La civilisation des machines n'a nullement besoin de notre langue, notre langue est précisement la fleur et le fruit d'une civilisation absolument différente de la civilisation des machines. Il est inutile de déranger Rabelais, Montaigne, Pascal, pour exprimer une conception sommaire de la vie, dont le caractère sommaire fait précisément tout l'efficience. La langue française est une œuvre d'art, et la civilisation des machines n'a besoin pour ses hommes d'affaires, comme pour ses diplomates, que d'un outil, rien davantage.

  • La France contre les robots (1944), Georges Bernanos, éd. Le castor astral, 2009 (ISBN 978-2-85920-805-9), p. 101


Obéissance et irresponsabilité, voila les deux Mots Magiques qui ouvriront demain le Paradis de la Civilisation des Machines. La civilisation française, héritière de la civilisation hellénique, a travaillé pendant des siècles pour former des hommes libres, c'est à dire pleinement responsables de leurs actes : La France refuse d'entrer dans le paradis des robots.

  • La France contre les robots (1944), Georges Bernanos, éd. Le castor astral, 2009 (ISBN 978-2-85920-805-9), p. 122


Dialogues des carmélites, 1949[modifier]

La Prieure : Méfions-nous de tout ce qui pourrait nous détourner de la prière, méfions-nous même du martyre. La prière est un devoir, le martyre est une récompense. Lorsqu'un grand Roi, devant toute sa cour, fait signe à la servante de venir s'asseoir avec lui sur son trône, ainsi qu'une épouse bien-aimée, il est préférable qu'elle n'en croie d'abord ses yeux ni ses oreilles, et continue à frotter les meubles.

  • Dialogues des carmélites, dans Œuvres romanesques, Georges Bernanos, éd. Gallimard, coll. Bibliothèque de la Pléiade, 1961, acte III, scène 2, p. 1615


La Prieure : Quand les sages sont au bout de leur sagesse, il convient d'écouter les enfants.

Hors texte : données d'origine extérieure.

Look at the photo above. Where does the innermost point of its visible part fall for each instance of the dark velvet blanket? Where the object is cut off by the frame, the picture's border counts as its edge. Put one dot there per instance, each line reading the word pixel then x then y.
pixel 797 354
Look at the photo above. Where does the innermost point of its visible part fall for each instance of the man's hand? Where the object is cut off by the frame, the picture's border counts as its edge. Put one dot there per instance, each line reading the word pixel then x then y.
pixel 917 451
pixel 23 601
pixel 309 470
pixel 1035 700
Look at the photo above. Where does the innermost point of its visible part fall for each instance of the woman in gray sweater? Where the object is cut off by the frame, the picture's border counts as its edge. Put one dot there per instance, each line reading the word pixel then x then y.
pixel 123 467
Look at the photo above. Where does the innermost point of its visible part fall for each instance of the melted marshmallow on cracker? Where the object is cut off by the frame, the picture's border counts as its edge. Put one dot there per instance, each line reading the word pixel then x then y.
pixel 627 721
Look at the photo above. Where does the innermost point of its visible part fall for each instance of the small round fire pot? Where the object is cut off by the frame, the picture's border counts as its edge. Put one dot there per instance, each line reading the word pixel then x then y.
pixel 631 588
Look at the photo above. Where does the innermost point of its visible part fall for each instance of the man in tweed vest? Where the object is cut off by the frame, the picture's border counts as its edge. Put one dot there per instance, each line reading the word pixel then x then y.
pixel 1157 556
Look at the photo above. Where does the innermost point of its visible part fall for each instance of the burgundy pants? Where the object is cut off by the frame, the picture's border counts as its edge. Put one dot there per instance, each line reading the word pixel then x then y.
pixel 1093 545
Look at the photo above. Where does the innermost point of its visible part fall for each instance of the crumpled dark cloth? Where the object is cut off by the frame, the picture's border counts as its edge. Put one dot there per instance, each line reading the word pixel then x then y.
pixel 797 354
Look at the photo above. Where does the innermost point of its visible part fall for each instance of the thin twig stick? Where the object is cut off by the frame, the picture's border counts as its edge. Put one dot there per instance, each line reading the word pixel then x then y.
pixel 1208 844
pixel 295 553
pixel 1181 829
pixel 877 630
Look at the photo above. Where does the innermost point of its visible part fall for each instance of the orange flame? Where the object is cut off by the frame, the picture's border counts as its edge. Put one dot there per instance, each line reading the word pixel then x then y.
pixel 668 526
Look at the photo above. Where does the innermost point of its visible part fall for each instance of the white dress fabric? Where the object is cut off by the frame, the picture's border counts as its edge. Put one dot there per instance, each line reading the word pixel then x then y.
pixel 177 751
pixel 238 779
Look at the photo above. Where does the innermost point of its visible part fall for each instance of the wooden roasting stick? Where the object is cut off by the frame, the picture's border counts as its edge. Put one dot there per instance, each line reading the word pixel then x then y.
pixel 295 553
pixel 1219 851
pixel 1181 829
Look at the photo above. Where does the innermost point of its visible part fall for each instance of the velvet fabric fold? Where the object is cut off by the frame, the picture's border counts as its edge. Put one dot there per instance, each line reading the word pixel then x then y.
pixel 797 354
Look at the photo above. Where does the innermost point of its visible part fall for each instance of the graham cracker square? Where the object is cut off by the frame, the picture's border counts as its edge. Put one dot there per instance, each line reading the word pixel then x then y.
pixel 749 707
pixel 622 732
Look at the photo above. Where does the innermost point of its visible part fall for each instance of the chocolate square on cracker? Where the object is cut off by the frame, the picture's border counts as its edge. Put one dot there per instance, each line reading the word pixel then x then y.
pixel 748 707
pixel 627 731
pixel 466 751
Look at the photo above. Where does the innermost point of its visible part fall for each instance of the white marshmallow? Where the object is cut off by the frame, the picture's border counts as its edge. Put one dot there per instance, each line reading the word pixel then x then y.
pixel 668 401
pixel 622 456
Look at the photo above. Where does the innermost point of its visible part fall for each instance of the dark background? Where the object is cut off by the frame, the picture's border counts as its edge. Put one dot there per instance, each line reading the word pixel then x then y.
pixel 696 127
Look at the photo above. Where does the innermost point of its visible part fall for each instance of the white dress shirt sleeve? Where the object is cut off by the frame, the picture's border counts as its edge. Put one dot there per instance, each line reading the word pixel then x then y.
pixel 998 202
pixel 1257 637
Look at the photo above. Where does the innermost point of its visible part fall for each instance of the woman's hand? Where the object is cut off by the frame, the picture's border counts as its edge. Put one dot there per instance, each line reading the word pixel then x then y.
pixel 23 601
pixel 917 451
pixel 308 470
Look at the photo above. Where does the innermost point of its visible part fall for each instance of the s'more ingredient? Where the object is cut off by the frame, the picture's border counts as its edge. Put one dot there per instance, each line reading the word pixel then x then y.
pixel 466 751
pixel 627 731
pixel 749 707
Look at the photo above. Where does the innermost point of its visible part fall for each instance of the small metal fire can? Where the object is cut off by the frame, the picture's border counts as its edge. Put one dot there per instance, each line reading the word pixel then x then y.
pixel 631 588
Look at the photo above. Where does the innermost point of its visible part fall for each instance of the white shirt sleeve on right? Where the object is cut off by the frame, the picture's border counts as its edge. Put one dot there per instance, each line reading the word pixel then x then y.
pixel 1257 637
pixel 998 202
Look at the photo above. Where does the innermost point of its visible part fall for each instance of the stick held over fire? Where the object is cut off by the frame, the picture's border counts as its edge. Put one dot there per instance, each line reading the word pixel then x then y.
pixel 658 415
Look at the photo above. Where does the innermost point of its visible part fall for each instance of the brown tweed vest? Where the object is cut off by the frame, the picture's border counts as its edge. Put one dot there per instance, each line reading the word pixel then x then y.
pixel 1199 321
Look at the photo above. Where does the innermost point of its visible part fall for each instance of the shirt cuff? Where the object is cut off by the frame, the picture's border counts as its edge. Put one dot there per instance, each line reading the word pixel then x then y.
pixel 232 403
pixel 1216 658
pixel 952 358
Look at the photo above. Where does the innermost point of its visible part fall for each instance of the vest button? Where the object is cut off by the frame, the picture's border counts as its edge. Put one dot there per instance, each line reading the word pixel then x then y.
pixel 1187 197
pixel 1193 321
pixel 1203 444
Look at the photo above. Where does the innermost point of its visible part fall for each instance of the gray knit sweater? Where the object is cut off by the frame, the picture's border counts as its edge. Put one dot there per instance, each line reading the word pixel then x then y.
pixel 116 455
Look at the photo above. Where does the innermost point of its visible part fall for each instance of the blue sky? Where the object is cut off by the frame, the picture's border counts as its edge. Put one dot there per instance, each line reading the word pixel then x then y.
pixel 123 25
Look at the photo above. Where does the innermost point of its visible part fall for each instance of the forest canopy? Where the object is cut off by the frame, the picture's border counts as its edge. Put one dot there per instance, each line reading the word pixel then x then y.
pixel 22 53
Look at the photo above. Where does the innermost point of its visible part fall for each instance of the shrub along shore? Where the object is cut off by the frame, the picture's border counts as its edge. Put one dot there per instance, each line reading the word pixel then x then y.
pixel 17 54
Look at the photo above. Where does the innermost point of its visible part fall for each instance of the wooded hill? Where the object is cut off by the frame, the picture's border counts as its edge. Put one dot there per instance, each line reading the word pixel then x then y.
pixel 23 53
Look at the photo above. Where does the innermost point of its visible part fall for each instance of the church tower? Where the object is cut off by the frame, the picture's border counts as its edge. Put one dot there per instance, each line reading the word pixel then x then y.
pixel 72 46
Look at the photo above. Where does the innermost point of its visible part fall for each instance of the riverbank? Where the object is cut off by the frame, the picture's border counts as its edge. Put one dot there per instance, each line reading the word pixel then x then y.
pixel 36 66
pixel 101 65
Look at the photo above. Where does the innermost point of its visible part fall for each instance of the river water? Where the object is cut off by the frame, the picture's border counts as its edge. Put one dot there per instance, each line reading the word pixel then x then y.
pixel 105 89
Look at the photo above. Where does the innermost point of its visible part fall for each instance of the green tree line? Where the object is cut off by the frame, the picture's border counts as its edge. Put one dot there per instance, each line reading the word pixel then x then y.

  • Dialogues des carmélites, dans Œuvres romanesques, Georges Bernanos, éd. Gallimard, coll. Bibliothèque de la Pléiade, 1961, acte IV, scène 8, p. 1666


Mère Marie : Le malheur, ma fille, n'est pas d'être méprisée, mais de se mépriser soi-même.

  • Dialogues des carmélites, dans Œuvres romanesques, Georges Bernanos, éd. Gallimard, coll. Bibliothèque de la Pléiade, 1961, acte V, scène 8, p. 1701


Le chemin de la Croix-des-Âmes, 1949[modifier]

Il n'existe pas de race française. La France est une nation, c'est-à-dire une œuvre humaine, une création de l'homme; notre peuple [...] est composé d'autant d'éléments divers qu'un poème ou une symphonie.

  • Le chemin de la Croix-des-Âmes, Georges Bernanos, éd. Gallimard, 1948, p. 423


Citations rapportées[modifier]

Se connaître est la démangeaison des imbéciles.